Marcum agreed to settle the investigations, without admitting or denying the claims, by paying $10 million to the SEC and $3 million to the PCAOB. The firm must also add an audit committee and a “chief quality officer.”
Over three years, Marcum more than tripled its number of public company clients, the majority of which were SPACs, including auditing more than 400 SPAC initial public offerings in 2020 and 2021, the SEC stated. The growth exposed “substantial, widespread and pre-existing deficiencies in the firm’s underlying quality control policies, procedures and monitoring,” according to a June 21 SEC release.
Additionally, Marcum violated audit standards related to documentation, engagement quality reviews, risk assessments, audit committee communications, engagement partner supervision and review, and due professional care. “Depending on the audit standard at issue, violations were found in 25%-50% of audits reviewed, with even more frequent, nearly wholesale violations found as to certain audit standards across Marcum’s SPAC practice,” the SEC stated.
According to The Wall Street Journal, a Marcum spokesman said, “This process with the SEC and PCAOB identified critical areas for improvement in the firm’s internal quality control and documentation processes. We remain committed to maintaining the full confidence of our clients, regulators and investors.”
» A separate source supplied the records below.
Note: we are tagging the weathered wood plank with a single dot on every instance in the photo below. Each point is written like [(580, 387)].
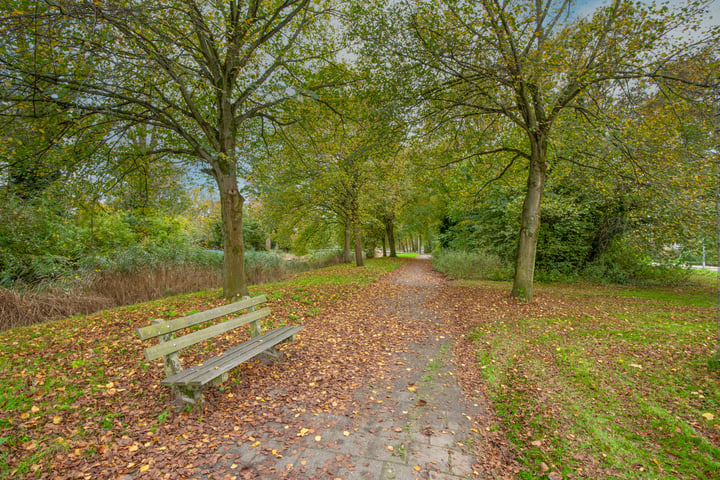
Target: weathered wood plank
[(184, 322), (204, 374), (176, 344)]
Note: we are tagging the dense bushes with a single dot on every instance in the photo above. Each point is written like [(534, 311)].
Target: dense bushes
[(461, 264)]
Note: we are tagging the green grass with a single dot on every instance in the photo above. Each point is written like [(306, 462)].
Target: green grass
[(619, 380), (64, 382)]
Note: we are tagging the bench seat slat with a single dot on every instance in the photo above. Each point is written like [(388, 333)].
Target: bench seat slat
[(201, 375), (170, 326), (176, 344)]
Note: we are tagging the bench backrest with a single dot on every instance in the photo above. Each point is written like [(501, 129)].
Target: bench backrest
[(177, 344)]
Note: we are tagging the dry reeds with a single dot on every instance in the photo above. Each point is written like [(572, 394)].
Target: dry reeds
[(106, 290)]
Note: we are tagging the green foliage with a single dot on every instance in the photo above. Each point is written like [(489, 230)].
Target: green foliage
[(42, 241), (471, 265)]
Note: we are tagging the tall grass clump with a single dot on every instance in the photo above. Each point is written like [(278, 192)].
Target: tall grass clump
[(471, 265)]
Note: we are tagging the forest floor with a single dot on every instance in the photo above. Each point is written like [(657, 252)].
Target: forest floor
[(399, 373)]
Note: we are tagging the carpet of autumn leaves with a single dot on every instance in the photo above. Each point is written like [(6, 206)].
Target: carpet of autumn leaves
[(79, 400)]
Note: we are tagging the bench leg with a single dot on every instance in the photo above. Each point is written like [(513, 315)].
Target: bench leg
[(188, 396)]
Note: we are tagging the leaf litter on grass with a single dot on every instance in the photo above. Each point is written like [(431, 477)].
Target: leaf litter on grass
[(594, 386), (78, 399)]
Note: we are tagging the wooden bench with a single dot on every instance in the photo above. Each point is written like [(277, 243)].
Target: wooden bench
[(187, 384)]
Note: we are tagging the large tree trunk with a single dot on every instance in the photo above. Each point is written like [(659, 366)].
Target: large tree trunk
[(390, 232), (358, 244), (231, 204), (529, 225), (346, 249)]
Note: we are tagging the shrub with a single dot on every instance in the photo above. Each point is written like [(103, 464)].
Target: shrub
[(459, 264)]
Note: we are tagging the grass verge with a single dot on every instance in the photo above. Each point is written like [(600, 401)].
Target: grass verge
[(78, 391), (602, 382)]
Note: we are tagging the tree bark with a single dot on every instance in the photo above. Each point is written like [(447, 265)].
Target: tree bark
[(231, 204), (358, 244), (346, 249), (529, 224), (390, 232)]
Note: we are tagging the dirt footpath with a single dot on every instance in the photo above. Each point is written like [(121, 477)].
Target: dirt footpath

The SEC’s enforcement division director, Gurbir Grewal, and PCAOB chair Erica Williams contend that Marcum put profits over audit quality. “Its aggressive pursuit of business growth far outpaced any commensurate development of an already weak system of quality controls,” said Grewal. “From 2020 through 2021, the market saw more than 860 SPACs complete IPOs and Marcum audited nearly half of them, without adequate consideration for its ability to serve as gatekeeper.”
Williams, in a prepared statement, said, “Today’s order makes clear, the PCAOB will use every tool at our disposal, including requiring a firm to change its supervisory structure, in order to ensure compliance with PCAOB standards.” The requirement is a first for the watchdog. Marcum must create and fill a chief quality officer role and create an audit oversight committee.
Marcum has agreed to retain an independent consultant to review and evaluate its audit, review and quality control policies and procedures, as well as follow limits placed on accepting new audit clients.
The PCAOB’s penalty is the largest it has imposed on a non-affiliate firm, which is an audit firm that is not a member of a global network.